Предоставление юродивому Яшеньке кафедры философии приводило на ум не только проект мракобеса Магницкого об уничтожении преподавания этой науки, обсуждавшийся в последние годы царствования Александра I, но и более близкие события 1849–1850 годов.
— Случалось ли тебе когда-нибудь читать философские сочинения? — спросил в эту пору Николай генерал-адъютанта Назимова.
— Нет, ваше величество, не случалось, — отрапортовал человек, «данный в Вольтеры» Московскому учебному округу.
— Ну, а я прочитал их все, — щегольнул император своей премудростью перед доверчивым служакой, — и убедился, что все это только заблуждение ума.
В Московском университете курс философии в ту пору был отменен, а логику и психологию читал богослов Терновский; в Петербурге поговаривали о закрытии университетов вообще.
Но дело было даже не в отдельных разительных совпадениях «фантастики» и «будней». Вся глуповская эпопея разворачивается в строгом соответствии с порядками самодержавного государства.
Самым дерзким образом высмеивал Щедрин «драгоценные» исторические предания, зачастую мифического свойства, которые придавали видимость законности алчным притязаниям правящих классов.
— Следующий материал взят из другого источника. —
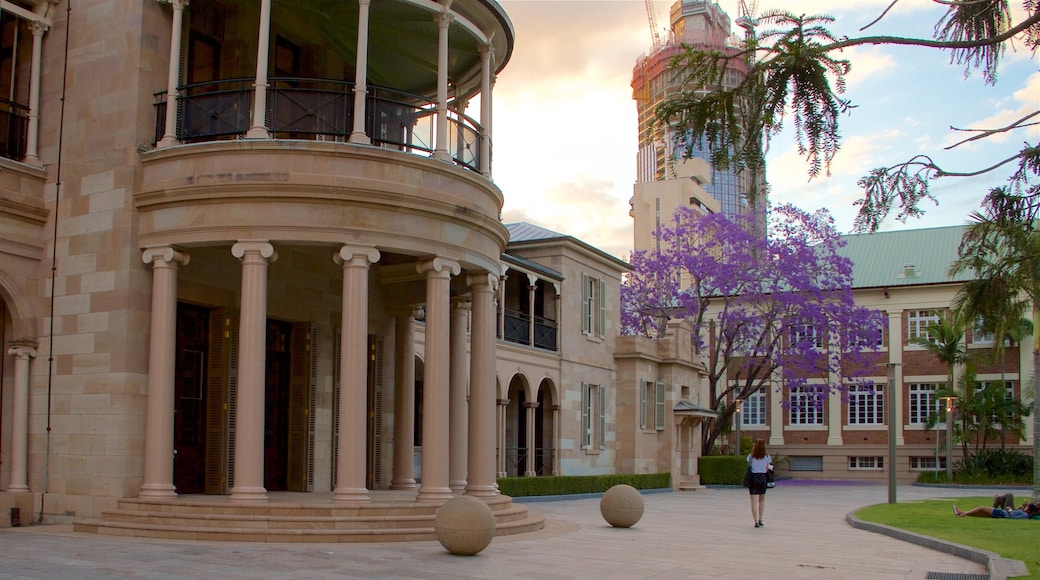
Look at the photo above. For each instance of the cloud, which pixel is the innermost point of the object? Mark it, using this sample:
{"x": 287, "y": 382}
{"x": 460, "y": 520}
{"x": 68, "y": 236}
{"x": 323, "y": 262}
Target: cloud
{"x": 585, "y": 208}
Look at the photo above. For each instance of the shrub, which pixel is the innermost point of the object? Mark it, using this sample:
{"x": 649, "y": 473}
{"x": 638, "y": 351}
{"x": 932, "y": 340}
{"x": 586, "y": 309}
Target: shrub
{"x": 726, "y": 470}
{"x": 570, "y": 484}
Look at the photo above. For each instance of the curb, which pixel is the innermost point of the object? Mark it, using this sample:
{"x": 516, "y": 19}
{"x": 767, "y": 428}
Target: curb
{"x": 998, "y": 568}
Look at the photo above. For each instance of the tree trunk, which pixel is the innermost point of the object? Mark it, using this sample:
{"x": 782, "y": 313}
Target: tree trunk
{"x": 1036, "y": 402}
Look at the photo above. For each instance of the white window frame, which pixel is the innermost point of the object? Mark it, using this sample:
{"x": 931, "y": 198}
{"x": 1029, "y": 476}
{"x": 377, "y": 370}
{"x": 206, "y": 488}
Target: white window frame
{"x": 917, "y": 320}
{"x": 866, "y": 404}
{"x": 658, "y": 406}
{"x": 601, "y": 419}
{"x": 927, "y": 463}
{"x": 586, "y": 416}
{"x": 803, "y": 410}
{"x": 644, "y": 406}
{"x": 806, "y": 332}
{"x": 921, "y": 401}
{"x": 866, "y": 463}
{"x": 753, "y": 412}
{"x": 980, "y": 337}
{"x": 593, "y": 306}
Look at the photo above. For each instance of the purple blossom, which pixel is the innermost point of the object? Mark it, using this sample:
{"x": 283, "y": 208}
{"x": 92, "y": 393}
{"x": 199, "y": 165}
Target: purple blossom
{"x": 762, "y": 306}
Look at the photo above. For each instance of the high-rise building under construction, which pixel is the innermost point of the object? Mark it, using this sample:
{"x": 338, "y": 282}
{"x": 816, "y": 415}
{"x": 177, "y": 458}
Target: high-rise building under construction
{"x": 703, "y": 25}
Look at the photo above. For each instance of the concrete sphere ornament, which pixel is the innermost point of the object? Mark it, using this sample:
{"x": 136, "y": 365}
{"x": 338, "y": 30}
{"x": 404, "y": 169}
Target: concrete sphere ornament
{"x": 621, "y": 506}
{"x": 464, "y": 525}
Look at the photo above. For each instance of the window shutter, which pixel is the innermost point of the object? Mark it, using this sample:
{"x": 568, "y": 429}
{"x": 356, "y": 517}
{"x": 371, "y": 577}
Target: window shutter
{"x": 586, "y": 417}
{"x": 303, "y": 387}
{"x": 586, "y": 306}
{"x": 643, "y": 403}
{"x": 658, "y": 393}
{"x": 221, "y": 390}
{"x": 602, "y": 309}
{"x": 601, "y": 423}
Легенда о патриархальном единении власти с народом стала в книге предметом злых насмешек. Мало того, что, отправляясь к градоначальнику, даже именитейшие представители глуповцев держат под мышками кульки, полагая, что дело не обойдется без «доброхотных даяний». Все, что ни делает начальство, будь оно даже одержимо добрыми намерениями, оборачивается для глуповцев только новыми прижимками, несчастьями, большим или меньшим количеством убиенных.